By Xu Junqian | China Daily | Updated: 2019-06-04 07:36

Potential buyers inspect jade at another market in the city. HU CHAO/XINHUA

Yunnan venue hosts hundreds of broadcasters

Wang Qing was clearly unhappy with the amount being offered for a rock that might contain high-quality jade.

Speaking into his phone during a livestream auction in Ruili, a city in Yunnan province on China's border with Myanmar, he said: "7,000 yuan? For this? Before you offer a second price, friend, please take a closer look at the clarity and color."

Wang then moved both the flashlight and camera lens on his phone nearer to a gray, irregular-shaped rock that appeared no different from countless others to be found in China and elsewhere.

Before the phone bidder made a new offer, Wang struck up a conversation with a vendor from Myanmar standing next to him. He used simple Chinese phrases, instead of complete sentences, to make himself understood more easily.

The vendor was seeking a price of 120,000 yuan ($17,352).

Wang told the vendor: "Tell me your lowest price 120,000 yuan is impossible. If you lower the price for the bidder, you stand a better chance of making a sale. Make some money and buy some nice shoes."

The vendor, an adolescent casually dressed in flip-flops, used hand signals to suggest he would accept an offer of 110,000 yuan. The top offers from buyers in the livestream had peaked at about 10,000 yuan.

Wang quickly said there would not be a sale before moving on to the next piece of rock.

"The price gap between 10,000 yuan and 110,000 yuan is manageable, but the character of the stone from the Myanmar vendor is not what people in my chatroom are looking for," he said, implying they wanted better quality.

Some 90 percent of the jade sold in China comes from Myanmar.

Wang, 23, is one of 415 government-authorized livestream broadcasters at the Yangyanghao Taobao Raw Jade Trade Market in Ruili.

Livestreaming at the market, which operates in an area formerly occupied by a jade museum, began in December. The market is the first and to date the only one in the country that allows online auctions and trading in raw jade through livestreams.

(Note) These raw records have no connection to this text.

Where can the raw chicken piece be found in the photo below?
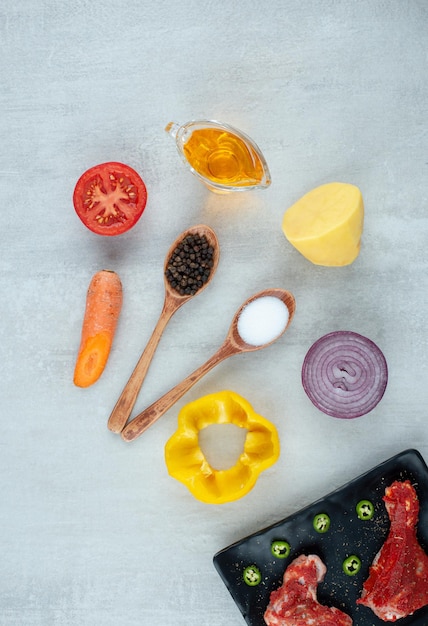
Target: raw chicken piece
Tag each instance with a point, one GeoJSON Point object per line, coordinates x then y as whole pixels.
{"type": "Point", "coordinates": [295, 602]}
{"type": "Point", "coordinates": [398, 578]}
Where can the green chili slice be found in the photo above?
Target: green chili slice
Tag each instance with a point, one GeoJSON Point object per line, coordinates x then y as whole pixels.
{"type": "Point", "coordinates": [321, 522]}
{"type": "Point", "coordinates": [252, 575]}
{"type": "Point", "coordinates": [365, 509]}
{"type": "Point", "coordinates": [280, 549]}
{"type": "Point", "coordinates": [351, 565]}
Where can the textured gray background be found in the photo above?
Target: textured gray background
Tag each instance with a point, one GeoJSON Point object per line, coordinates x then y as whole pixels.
{"type": "Point", "coordinates": [93, 531]}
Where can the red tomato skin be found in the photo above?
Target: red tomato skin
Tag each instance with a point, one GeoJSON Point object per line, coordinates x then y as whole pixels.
{"type": "Point", "coordinates": [110, 198]}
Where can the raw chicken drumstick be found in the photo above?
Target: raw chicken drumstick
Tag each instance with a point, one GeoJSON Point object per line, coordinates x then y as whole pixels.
{"type": "Point", "coordinates": [295, 602]}
{"type": "Point", "coordinates": [397, 584]}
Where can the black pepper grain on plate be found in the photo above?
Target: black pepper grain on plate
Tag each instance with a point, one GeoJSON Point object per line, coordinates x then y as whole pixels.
{"type": "Point", "coordinates": [189, 266]}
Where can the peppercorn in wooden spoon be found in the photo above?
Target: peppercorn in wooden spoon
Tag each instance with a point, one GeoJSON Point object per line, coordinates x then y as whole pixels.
{"type": "Point", "coordinates": [259, 321]}
{"type": "Point", "coordinates": [189, 266]}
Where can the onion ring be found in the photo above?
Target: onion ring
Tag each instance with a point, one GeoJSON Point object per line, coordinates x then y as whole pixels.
{"type": "Point", "coordinates": [344, 374]}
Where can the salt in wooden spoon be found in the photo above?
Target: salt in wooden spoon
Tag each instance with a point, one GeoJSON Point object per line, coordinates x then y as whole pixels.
{"type": "Point", "coordinates": [173, 300]}
{"type": "Point", "coordinates": [233, 344]}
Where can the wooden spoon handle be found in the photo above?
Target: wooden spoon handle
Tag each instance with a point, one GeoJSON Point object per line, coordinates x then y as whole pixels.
{"type": "Point", "coordinates": [149, 416]}
{"type": "Point", "coordinates": [123, 407]}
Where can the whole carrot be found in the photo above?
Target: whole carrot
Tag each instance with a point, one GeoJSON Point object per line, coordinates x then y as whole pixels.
{"type": "Point", "coordinates": [103, 305]}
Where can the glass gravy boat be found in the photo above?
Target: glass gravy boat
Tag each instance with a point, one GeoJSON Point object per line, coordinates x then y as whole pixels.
{"type": "Point", "coordinates": [222, 157]}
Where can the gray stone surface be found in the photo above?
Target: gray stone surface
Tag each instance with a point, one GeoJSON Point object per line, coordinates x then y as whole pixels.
{"type": "Point", "coordinates": [93, 531]}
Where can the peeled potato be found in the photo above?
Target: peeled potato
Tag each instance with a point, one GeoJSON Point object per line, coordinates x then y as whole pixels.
{"type": "Point", "coordinates": [326, 224]}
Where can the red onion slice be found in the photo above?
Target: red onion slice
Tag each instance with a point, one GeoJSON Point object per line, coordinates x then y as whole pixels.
{"type": "Point", "coordinates": [344, 374]}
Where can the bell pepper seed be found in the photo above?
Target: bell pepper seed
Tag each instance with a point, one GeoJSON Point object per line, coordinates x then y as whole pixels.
{"type": "Point", "coordinates": [321, 522]}
{"type": "Point", "coordinates": [280, 549]}
{"type": "Point", "coordinates": [252, 575]}
{"type": "Point", "coordinates": [365, 509]}
{"type": "Point", "coordinates": [351, 565]}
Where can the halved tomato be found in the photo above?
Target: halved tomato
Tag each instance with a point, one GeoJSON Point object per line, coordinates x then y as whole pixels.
{"type": "Point", "coordinates": [110, 198]}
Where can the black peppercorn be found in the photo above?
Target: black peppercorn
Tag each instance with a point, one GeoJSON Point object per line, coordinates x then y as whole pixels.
{"type": "Point", "coordinates": [189, 266]}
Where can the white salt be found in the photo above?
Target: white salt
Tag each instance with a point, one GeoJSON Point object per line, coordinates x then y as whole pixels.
{"type": "Point", "coordinates": [262, 320]}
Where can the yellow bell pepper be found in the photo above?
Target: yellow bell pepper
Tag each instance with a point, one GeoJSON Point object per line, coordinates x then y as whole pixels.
{"type": "Point", "coordinates": [187, 463]}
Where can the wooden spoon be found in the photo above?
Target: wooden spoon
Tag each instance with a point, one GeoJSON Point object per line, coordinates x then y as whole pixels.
{"type": "Point", "coordinates": [233, 344]}
{"type": "Point", "coordinates": [172, 302]}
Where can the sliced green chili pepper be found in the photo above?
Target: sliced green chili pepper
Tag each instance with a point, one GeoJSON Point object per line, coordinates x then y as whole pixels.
{"type": "Point", "coordinates": [321, 522]}
{"type": "Point", "coordinates": [252, 575]}
{"type": "Point", "coordinates": [351, 565]}
{"type": "Point", "coordinates": [280, 549]}
{"type": "Point", "coordinates": [365, 509]}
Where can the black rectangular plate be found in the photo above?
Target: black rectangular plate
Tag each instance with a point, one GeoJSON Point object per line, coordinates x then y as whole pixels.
{"type": "Point", "coordinates": [347, 535]}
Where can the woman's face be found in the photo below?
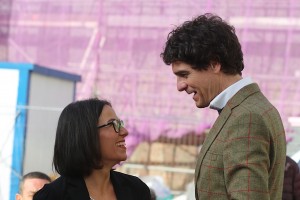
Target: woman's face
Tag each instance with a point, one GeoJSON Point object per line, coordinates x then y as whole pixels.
{"type": "Point", "coordinates": [112, 144]}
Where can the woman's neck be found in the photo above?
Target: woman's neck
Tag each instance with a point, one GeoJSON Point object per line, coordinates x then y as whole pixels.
{"type": "Point", "coordinates": [99, 185]}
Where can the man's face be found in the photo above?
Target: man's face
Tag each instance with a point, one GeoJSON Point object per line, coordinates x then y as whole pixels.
{"type": "Point", "coordinates": [30, 187]}
{"type": "Point", "coordinates": [203, 85]}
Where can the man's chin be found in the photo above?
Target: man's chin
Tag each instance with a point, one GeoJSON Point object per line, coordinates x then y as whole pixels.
{"type": "Point", "coordinates": [199, 105]}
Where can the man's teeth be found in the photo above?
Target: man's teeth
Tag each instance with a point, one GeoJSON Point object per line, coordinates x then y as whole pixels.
{"type": "Point", "coordinates": [121, 144]}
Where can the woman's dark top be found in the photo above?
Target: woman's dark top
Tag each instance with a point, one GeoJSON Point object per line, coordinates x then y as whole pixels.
{"type": "Point", "coordinates": [69, 188]}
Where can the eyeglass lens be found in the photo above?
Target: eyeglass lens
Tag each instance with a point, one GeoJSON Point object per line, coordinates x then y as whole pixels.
{"type": "Point", "coordinates": [117, 125]}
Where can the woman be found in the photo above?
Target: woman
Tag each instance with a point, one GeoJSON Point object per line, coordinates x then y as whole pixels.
{"type": "Point", "coordinates": [90, 140]}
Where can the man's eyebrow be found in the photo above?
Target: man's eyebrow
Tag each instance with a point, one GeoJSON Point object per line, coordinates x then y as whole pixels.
{"type": "Point", "coordinates": [181, 73]}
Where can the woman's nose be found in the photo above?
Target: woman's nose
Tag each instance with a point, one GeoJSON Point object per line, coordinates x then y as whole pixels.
{"type": "Point", "coordinates": [123, 132]}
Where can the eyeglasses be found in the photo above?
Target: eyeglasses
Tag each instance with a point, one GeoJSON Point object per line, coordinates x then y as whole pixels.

As China sets the global pace in e-commerce, it is doing the same in livestreaming.

Taobao, the country's largest e-commerce platform, said its sales generated through livestreaming reached 100 billion yuan last year, a fourfold increase from 2017. Such sales typically involve a celebrity demonstrating a product and answering real-time questions from a digital audience using smartphones.

The trend emerged in the beauty industry in late 2015, with a number of young women showcasing the effects of a new lipstick or mascara. It has since gradually expanded to a variety of consumer products, ranging from snacks to high fashion.

But when it comes to raw jade, the price of which can range from hundreds to hundreds of millions of yuan, doubts and controversy can arise.